1974 Toyota Land Cruiser FJ40Sold At $59,400
S/N FJ40-170614. Nebula Green over gray vinyl. 135-hp, 4.2-liter OHV six, four-speed manual. 27,000 miles. Very good to excellent paintwork. Excellent interior and underhood. Very well-detailed throughout, more show truck than workhorse.
We've seen FJ40s sell for more than $100,000, so at $59,400 this one was a big bargain. It's said to be a three-owner example that was restored by a Toyota dealer using original Toyota components. You almost hate to say it, but it would be a shame to see this one get dirty during the next act of its life.

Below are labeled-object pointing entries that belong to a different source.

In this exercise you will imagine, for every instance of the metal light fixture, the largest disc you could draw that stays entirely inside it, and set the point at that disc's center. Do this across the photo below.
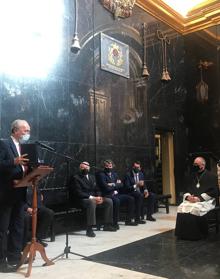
(164, 41)
(145, 72)
(75, 47)
(202, 88)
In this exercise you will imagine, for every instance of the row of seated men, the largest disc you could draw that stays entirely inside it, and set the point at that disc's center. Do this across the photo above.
(108, 193)
(105, 190)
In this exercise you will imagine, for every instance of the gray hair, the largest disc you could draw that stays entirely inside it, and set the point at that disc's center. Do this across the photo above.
(16, 124)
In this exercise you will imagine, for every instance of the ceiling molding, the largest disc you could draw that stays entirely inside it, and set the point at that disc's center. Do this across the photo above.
(203, 16)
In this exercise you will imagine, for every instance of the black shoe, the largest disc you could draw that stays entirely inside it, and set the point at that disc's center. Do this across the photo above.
(90, 233)
(7, 268)
(44, 244)
(130, 223)
(116, 226)
(140, 222)
(150, 218)
(109, 228)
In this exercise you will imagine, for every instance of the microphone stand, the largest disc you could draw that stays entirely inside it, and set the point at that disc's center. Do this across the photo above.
(67, 248)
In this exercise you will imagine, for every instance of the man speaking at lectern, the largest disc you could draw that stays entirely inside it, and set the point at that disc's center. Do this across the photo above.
(12, 200)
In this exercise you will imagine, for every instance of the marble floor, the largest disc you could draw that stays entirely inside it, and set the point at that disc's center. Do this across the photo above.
(143, 252)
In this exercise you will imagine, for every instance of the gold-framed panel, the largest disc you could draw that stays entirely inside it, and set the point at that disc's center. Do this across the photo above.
(202, 16)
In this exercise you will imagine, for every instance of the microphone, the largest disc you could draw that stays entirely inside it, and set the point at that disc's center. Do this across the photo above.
(45, 146)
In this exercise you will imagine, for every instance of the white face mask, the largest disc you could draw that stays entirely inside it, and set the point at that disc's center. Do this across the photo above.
(24, 138)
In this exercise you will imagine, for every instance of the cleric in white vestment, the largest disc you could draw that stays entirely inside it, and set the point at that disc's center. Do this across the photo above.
(200, 198)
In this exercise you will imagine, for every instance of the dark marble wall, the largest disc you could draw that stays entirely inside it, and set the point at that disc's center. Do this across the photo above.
(202, 118)
(121, 124)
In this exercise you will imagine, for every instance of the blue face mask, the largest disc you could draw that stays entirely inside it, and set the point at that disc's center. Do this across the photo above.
(24, 138)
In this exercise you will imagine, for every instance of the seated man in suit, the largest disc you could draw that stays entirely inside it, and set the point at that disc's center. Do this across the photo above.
(135, 186)
(110, 185)
(83, 186)
(45, 217)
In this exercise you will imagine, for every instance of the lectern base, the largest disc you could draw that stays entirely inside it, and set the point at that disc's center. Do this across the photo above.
(30, 252)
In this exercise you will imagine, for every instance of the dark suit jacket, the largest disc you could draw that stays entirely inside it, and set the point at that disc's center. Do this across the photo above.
(129, 182)
(81, 188)
(103, 178)
(9, 172)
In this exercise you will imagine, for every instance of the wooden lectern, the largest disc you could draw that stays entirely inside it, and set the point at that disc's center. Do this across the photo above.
(31, 180)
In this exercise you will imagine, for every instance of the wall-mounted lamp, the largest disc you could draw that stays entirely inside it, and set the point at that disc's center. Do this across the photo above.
(164, 42)
(75, 47)
(202, 88)
(145, 72)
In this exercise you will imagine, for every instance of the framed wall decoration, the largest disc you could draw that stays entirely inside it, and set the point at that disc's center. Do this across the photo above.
(114, 56)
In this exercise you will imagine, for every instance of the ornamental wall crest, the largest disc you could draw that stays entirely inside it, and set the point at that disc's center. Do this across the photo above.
(119, 8)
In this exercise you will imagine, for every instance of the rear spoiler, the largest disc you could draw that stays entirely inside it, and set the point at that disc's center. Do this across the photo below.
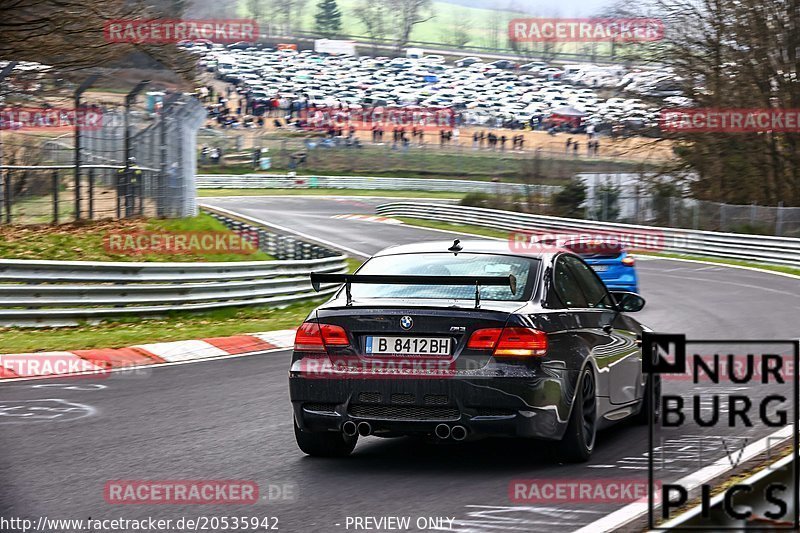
(495, 281)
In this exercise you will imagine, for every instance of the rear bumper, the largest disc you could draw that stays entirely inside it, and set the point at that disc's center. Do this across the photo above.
(487, 406)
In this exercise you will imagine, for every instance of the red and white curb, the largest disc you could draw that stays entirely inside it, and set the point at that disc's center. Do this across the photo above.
(42, 364)
(369, 218)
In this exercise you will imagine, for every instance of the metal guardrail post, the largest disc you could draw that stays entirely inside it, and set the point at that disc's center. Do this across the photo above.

1963 Maserati 3500 GTi SuperleggeraSold At $176,000
S/N AM101-2638. Amaranto Rame orange over tan leather. Fuel-injected 235-hp, 3485cc six-cylinder, four-speed manual. 31,370 miles. Paint is cracked and tired. Weak chrome. The interior leather looks like it will mostly come back to life, but interior trim will need refurbishment or replacement.
Like almost everything else Italian with four wheels, prices of the 3500GT coupe and the injected version, the GTi, have been rapidly increasing. Selling very close to its high estimate, this one neither surprised nor disappointed. With some conscientious refurbishment, expect to see this car cleaned up and back on the road soon.
1991 Alfa Romeo Spider VeloceSold At $15,950
S/N ZARBB32N6M6010778. Vino Rosso with black top over tan leather. 120-hp, 1962cc four-cylinder, five-speed manual. 55,820 miles. Original paint is in great shape except for a ding in the nose and some chips. Very good brightwork, nice trim. Very nice top. Very good leather on the seats, great door panels and dash.
Alfa Romeos of this era may not be particularly hard to find, but nice Alfa Romeos of this era are very hard to find, and this example is a nice one. Vino Rosso is a deep red and it looks more than just appropriate on this Alfa. A great car for a great price.